ASMR: Stone carver Ieuan Rees is unwitting YouTube hit

Media playback is unsupported on your device
Media captionIeuan Rees, stone carver and unintentional ASMR star

A Welsh stone carver has become an unwitting YouTube star in videos which have attracted millions of hits from fans of ASMR.

ASMR (autonomous sensory meridian response) is a static, tingling sensation triggered by certain sounds, with online videos eliciting the so-called "braingasm" becoming hugely popular in recent years.

Veteran carver Ieuan Rees, 78, recorded a video to show off his craft in 2012 and "forgot all about it".

But years later he was shocked to discover the footage had been viewed 2.2 million times on YouTube, with fans hailing him an "inspiration".

"They love the combination of the sound of my voice, what I had to say from my heart and the sound of the chisel on the slate," Ieuan said.

"That whole combination seems to heal some people. God, it's embarrassing!"

The footage - originally shot by a production company which showcases arts and crafts - features Ieuan rhythmically carving on a tombstone while talking about his trade, teaching and philosophies on life.

After it was posted on YouTube, unbeknown to Ieuan, the footage was re-cut by an editor who makes "unintentional ASMR" videos and went on to secure cult status.

"A lady from the New York Times sent me an email asking if she could arrange a date for her to ring me to discuss this video, which apparently has had a huge following and it was a total surprise to me in every kind of way," he said.

Fans of the video have described Ieuan, of Ammanford, Carmarthenshire, as a "legend", a "wise elder" and "genuinely charming".

One viewer compares him to American painter and TV host, Bob Ross, while another posts: "OK YouTube, you win this round. I'm in."

"I'm not quite sure how to respond to it," Ieuan added.

What is ASMR?

Image copyright Getty Images

The term is believed to have been coined by American Jennifer Allen, who started a Facebook group on the topic in 2010.

It is said to be a physical sensation in response to specific sights and sounds.

It has been described as the tingles generated by the videos, a frisson that travels from the top of the head down the spine and can be caused by numerous different triggers.

There are more than 13 million ASMR videos on YouTube including subjects such as people having haircuts, massages and towel-folding tutorials.

Agnieszka Janik McErlean, a senior lecturer in psychology at Bath Spa University, said the video was typical of footage or first-hand experiences which prompt ASMR.

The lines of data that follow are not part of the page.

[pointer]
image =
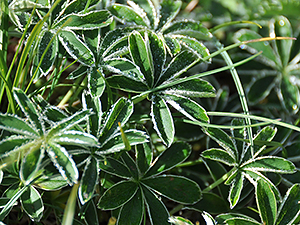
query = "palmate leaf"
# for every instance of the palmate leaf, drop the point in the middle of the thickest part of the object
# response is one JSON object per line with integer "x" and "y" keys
{"x": 266, "y": 202}
{"x": 88, "y": 21}
{"x": 176, "y": 188}
{"x": 269, "y": 164}
{"x": 128, "y": 14}
{"x": 76, "y": 48}
{"x": 32, "y": 204}
{"x": 29, "y": 109}
{"x": 88, "y": 181}
{"x": 63, "y": 162}
{"x": 289, "y": 208}
{"x": 156, "y": 209}
{"x": 175, "y": 154}
{"x": 132, "y": 211}
{"x": 193, "y": 88}
{"x": 162, "y": 120}
{"x": 119, "y": 113}
{"x": 117, "y": 195}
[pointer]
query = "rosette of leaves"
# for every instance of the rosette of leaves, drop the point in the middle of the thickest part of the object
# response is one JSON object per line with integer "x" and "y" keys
{"x": 158, "y": 16}
{"x": 24, "y": 146}
{"x": 270, "y": 211}
{"x": 247, "y": 162}
{"x": 144, "y": 184}
{"x": 160, "y": 82}
{"x": 281, "y": 59}
{"x": 62, "y": 27}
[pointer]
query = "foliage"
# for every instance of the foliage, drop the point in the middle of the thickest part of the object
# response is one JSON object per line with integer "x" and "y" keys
{"x": 85, "y": 112}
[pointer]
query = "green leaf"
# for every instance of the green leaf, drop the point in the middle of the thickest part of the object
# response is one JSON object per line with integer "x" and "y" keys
{"x": 175, "y": 154}
{"x": 115, "y": 167}
{"x": 235, "y": 190}
{"x": 32, "y": 204}
{"x": 96, "y": 82}
{"x": 124, "y": 67}
{"x": 223, "y": 139}
{"x": 187, "y": 107}
{"x": 158, "y": 52}
{"x": 29, "y": 109}
{"x": 176, "y": 188}
{"x": 132, "y": 212}
{"x": 141, "y": 55}
{"x": 219, "y": 155}
{"x": 269, "y": 164}
{"x": 76, "y": 48}
{"x": 168, "y": 10}
{"x": 162, "y": 120}
{"x": 266, "y": 202}
{"x": 73, "y": 137}
{"x": 49, "y": 57}
{"x": 283, "y": 28}
{"x": 144, "y": 156}
{"x": 17, "y": 125}
{"x": 89, "y": 180}
{"x": 119, "y": 113}
{"x": 289, "y": 209}
{"x": 260, "y": 89}
{"x": 194, "y": 45}
{"x": 63, "y": 162}
{"x": 68, "y": 122}
{"x": 127, "y": 84}
{"x": 31, "y": 163}
{"x": 193, "y": 88}
{"x": 289, "y": 95}
{"x": 268, "y": 53}
{"x": 116, "y": 143}
{"x": 88, "y": 21}
{"x": 127, "y": 14}
{"x": 210, "y": 202}
{"x": 157, "y": 211}
{"x": 117, "y": 195}
{"x": 188, "y": 28}
{"x": 180, "y": 64}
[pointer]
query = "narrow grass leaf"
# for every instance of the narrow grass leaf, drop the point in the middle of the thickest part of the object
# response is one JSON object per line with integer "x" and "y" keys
{"x": 88, "y": 181}
{"x": 63, "y": 162}
{"x": 269, "y": 164}
{"x": 117, "y": 195}
{"x": 141, "y": 56}
{"x": 114, "y": 167}
{"x": 289, "y": 209}
{"x": 32, "y": 204}
{"x": 219, "y": 155}
{"x": 187, "y": 107}
{"x": 266, "y": 202}
{"x": 176, "y": 188}
{"x": 132, "y": 212}
{"x": 157, "y": 211}
{"x": 76, "y": 48}
{"x": 174, "y": 155}
{"x": 193, "y": 88}
{"x": 162, "y": 120}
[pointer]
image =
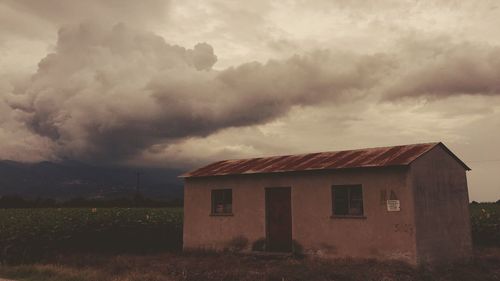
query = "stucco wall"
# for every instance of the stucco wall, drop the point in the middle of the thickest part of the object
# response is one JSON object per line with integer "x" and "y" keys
{"x": 381, "y": 234}
{"x": 442, "y": 207}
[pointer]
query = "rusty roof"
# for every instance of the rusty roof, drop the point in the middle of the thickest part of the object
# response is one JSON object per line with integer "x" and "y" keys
{"x": 401, "y": 155}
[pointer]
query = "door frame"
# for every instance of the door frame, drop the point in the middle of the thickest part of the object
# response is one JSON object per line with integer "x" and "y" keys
{"x": 266, "y": 206}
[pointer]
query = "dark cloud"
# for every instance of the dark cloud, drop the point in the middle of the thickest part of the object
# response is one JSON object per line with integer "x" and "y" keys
{"x": 105, "y": 94}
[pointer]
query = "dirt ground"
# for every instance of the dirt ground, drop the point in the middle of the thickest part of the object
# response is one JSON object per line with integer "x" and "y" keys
{"x": 221, "y": 267}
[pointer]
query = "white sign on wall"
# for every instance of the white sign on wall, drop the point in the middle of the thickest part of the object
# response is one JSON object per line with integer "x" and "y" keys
{"x": 393, "y": 206}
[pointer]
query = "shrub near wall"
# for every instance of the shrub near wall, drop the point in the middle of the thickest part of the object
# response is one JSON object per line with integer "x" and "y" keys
{"x": 485, "y": 222}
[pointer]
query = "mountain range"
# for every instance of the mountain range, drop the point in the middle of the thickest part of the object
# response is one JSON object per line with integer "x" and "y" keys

"Typical triggers include whispering, crisp sounds, personal attention but also watching people perform very slow movements, being highly focused and engaged in performing a particular task."

She added: "People also watch videos in order to not only experience the tingling sensation, but also to relax to reduce stress and anxiety and to fall sleep."

Ieuan, a father-of-two, put his online success down to the combination of his "Welsh lilt", the "melodious, wonderful sound of carving" and his "talking from the heart".

His new-found fame online has come after a long and varied career of producing high-profile works in calligraphy and stone carving.

Image copyright YouTube/Artisan Media
Image caption The video featuring Ieuan Rees was originally shot by Artisan Media

He designed the logo for the opening titles of TV comedy, the Vicar of Dibley, numerous memorials such as that for Lord Olivier at Westminster Abbey, and various commissions for work on public buildings, including the Senedd in Cardiff.

But he has also created thousands of headstones, which he says helped him to become a soothing and selfless communicator.

"When people are suffering from bereavement, especially if somebody has lost a little child, I have to handle that with all the delicacy that I have and try and make the parents feel that I'm doing something for them, so I don't care about myself," he added.

And while Ieuan says that, like many artists, he has always had an "inferiority complex", the latest reaction to his work has helped.

"It is an embarrassment but if I have been blessed with a talent and it gives pleasure to people then perhaps I should be humble enough and accept that and be grateful that I can do this."